There was an interesting article about airlines in The New York Times last week, “When Flying 720 Miles Takes 12 Hours,” but the subtext was all about CRM, or at least where CRM has to go. If you know me at all, you know I closely attend to macroeconomics and energy issues, and they are all over this article.
The story documented how small regional airlines are having trouble in an economy where fuel prices are rising and there are fewer passengers willing to pay higher prices. The typical response you’d expect in such a situation is some combination of reducing the supply of seats and raising prices to enable the carriers to at least break even.
The article shows both, but this is not a simple exercise from econ 101. Higher prices and fewer flights signal stress on the economy because less business is getting done, and that’s a downer, economically speaking.
Destination Decline
A few years ago a Forbes editor, Chris Steiner wrote “Twenty Dollars a Gallon: How the Inevitable Rise in the Price of Gasoline Will Change Our Lives for the Better,” which postulated what might happen to the economy as fuel prices rise. We’re right on time with his predictions, but I think there will be much change and dislocation before we see the promised land.
With fuel heading for five bucks a gallon, we are seeing mergers and acquisitions of sick air carriers along with fewer feeder routes, according to the Times article and Steiner.
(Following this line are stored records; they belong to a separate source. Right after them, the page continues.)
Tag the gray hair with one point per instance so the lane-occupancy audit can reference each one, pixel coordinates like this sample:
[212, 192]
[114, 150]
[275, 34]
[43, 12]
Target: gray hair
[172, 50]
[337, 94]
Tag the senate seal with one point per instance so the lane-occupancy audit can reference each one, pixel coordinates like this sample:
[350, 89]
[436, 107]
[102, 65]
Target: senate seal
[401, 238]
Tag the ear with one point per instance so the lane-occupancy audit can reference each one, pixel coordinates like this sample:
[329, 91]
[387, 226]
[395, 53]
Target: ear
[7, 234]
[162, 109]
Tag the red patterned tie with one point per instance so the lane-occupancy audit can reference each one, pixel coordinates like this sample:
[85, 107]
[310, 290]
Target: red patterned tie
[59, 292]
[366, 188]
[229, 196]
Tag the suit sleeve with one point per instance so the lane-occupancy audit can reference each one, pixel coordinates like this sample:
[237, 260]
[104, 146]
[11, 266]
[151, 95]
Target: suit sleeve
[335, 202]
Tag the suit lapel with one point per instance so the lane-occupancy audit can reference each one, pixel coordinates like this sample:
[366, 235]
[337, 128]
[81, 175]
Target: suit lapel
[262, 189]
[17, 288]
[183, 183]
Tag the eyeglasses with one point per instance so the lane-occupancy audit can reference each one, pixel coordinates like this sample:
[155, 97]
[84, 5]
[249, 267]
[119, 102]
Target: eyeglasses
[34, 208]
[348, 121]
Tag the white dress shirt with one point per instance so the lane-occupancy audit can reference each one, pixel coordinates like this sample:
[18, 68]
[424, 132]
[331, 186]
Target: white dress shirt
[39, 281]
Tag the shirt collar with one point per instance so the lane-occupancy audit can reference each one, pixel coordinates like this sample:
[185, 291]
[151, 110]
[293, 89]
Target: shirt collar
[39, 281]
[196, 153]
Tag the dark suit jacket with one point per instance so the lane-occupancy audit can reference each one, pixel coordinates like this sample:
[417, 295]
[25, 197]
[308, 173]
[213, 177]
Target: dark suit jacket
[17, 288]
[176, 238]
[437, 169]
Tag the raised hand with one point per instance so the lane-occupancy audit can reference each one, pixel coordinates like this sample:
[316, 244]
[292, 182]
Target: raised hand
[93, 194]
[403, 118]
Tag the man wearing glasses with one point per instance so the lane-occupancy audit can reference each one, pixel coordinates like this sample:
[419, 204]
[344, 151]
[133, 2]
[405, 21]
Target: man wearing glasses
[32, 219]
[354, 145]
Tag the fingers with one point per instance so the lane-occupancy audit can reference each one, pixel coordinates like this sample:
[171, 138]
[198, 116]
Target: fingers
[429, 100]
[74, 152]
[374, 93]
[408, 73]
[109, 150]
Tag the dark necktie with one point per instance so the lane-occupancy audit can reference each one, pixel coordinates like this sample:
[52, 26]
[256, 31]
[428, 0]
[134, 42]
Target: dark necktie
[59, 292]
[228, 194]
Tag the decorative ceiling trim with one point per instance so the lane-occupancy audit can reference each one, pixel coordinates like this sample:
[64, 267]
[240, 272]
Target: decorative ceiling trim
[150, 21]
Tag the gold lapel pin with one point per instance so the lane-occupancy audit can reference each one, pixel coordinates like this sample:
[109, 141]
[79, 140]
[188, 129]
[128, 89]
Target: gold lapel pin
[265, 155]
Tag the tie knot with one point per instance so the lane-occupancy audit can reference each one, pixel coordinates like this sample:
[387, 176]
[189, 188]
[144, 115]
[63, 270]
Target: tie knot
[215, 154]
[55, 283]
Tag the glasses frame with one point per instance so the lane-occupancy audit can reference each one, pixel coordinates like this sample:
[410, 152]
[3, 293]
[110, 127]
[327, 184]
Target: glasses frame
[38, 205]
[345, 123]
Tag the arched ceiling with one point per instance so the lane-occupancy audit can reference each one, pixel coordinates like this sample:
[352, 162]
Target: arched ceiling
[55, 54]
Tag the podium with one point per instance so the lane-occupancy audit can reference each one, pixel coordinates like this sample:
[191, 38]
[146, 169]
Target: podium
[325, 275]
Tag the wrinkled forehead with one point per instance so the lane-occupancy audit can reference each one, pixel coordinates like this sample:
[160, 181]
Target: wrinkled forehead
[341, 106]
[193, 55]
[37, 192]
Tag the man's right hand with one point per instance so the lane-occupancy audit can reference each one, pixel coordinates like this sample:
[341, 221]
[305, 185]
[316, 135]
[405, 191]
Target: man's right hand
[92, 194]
As prices continue to escalate, we’ll see fewer short hops and fewer long-distance routes as airlines try to hang on.
But also, Steiner thinks places that exist on the end of an umbilical cord filled with jet fuel — Las Vegas, vacation destinations (think ski areas and islands in the sun) — will see a decline in the traffic that brings tourists and their cash. The immediate fallback position is cars, but gassing up a car that gets 12 or even 20 miles per gallon has already gotten old.
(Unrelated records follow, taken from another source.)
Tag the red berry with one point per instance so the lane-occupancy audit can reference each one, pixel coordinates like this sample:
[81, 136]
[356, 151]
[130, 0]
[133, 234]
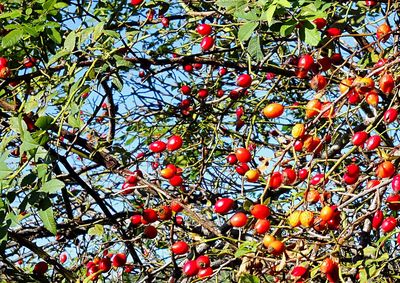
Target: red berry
[174, 143]
[203, 261]
[105, 264]
[223, 205]
[260, 211]
[390, 115]
[205, 272]
[180, 247]
[239, 219]
[243, 154]
[373, 142]
[190, 268]
[320, 23]
[186, 90]
[119, 260]
[377, 219]
[359, 138]
[157, 146]
[389, 224]
[63, 257]
[204, 29]
[244, 80]
[262, 226]
[136, 2]
[207, 43]
[150, 232]
[305, 62]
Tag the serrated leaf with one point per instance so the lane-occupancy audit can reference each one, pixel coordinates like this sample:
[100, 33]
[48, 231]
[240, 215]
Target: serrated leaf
[28, 143]
[44, 122]
[97, 230]
[4, 170]
[254, 48]
[47, 217]
[246, 30]
[52, 186]
[12, 38]
[12, 15]
[310, 36]
[98, 30]
[70, 40]
[268, 15]
[249, 278]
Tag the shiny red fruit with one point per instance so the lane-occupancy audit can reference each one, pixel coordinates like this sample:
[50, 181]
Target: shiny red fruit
[373, 142]
[180, 248]
[3, 62]
[105, 264]
[262, 226]
[359, 138]
[275, 180]
[63, 257]
[239, 219]
[119, 260]
[320, 23]
[223, 205]
[136, 2]
[389, 224]
[190, 268]
[318, 179]
[204, 29]
[303, 174]
[157, 146]
[396, 183]
[377, 219]
[353, 170]
[244, 80]
[186, 90]
[150, 215]
[203, 261]
[207, 43]
[242, 168]
[29, 62]
[174, 143]
[333, 32]
[136, 220]
[260, 211]
[386, 83]
[390, 115]
[393, 202]
[243, 154]
[150, 232]
[205, 272]
[305, 62]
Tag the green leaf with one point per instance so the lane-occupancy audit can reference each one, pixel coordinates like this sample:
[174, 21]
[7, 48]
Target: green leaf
[70, 40]
[4, 170]
[28, 143]
[52, 186]
[268, 15]
[310, 36]
[249, 278]
[12, 38]
[98, 30]
[47, 216]
[97, 230]
[55, 35]
[44, 122]
[12, 15]
[246, 30]
[254, 48]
The secondary default position will be to get serious about alternatives, and since trains and new cars or especially more hybrids are an expensive proposition, the next step won’t be travel alternatives but conservation in the form of travel reduction.
Trending Ever Downward
Just a few weeks ago, people were talking about the resurgence in U.S. oil production. We went from producing 4.95 million barrels of crude per day (mbpd) to pumping 5.75 mbpd, and French champagne started flowing. But the sad reality is that we need 19.2 mbpd, every day, and while 5.75 mbpd is nice, even getting up to the 9 or 10 mbpd optimists predict would be nice but would still leave us quite a bit short. And those are today’s numbers; they make no accommodation for growth.
Even worse, in 2007, just before the financial meltdown, U.S. crude demand was 20.7 mbpd meaning that the recession has done as much to reduce demand as drill baby drill has done for supply. I dare say reduced demand will be easier to come by than increasing domestic supply.
When we think we have spare capacity, we lose track of the longer-term need for alternatives and we stick with what we know. That’s one reason we don’t have a more aggressive energy and transportation policy. But when we’re feeling sanguine about energy, we’re also riding an economic roller coaster up and then down because higher prices inevitably choke off growth. So we find ourselves in a position where the economy gets a little better then a bit worse, with the peaks never reaching the previous troughs and the moving average is ever downward.
Alternatives do not simply mean smaller cars or windmills. If you can find a way to do business with fewer energy inputs, you could call it conservation, but in reality you are developing an alternative path to profits, and that’s where CRM can add so much.
New Approaches
First off, the huge move toward social technologies is one example of using alternatives. Social (along with analytics) enables us to communicate with and understand customers without jumping on a plane or into a car all the time for a face-to-face meeting. But there’s more. We are rapidly approaching a time when the videoconference has to replace at least some face-to-face meetings. Video conferencing can be easily built into CRM applications, and as a stand-alone it is a great way to communicate with people.
Some companies are using video conferencing to knit together enterprises strung together across time zones and supply chains. Others are embedding video chat into customer service — another good practice because it produces a more intimate interaction and improves the customer experience.
Companies are looking over unified communications solutions right now, but few seem to have the interest in pulling the trigger. That’s to be expected. Big companies like AT&T, ShorTel, Siemens, Cisco and Microsoft are offering solutions, though I don’t know any CRM vendor with an eye on the subject just yet. It’s too bad, because I think unified communication is where social was about five years ago — on the periphery but moving inexorably into the CRM suite.
Given unified communications’ upside and relatively modest downside, it’s a wonder to me why more companies — vendor and customer alike — are not swarming this solution class already. Business is a game of thrust and counter thrust, and everyone must be ready for change or risk being road kill. This is our next challenge, and CRM is right in the middle.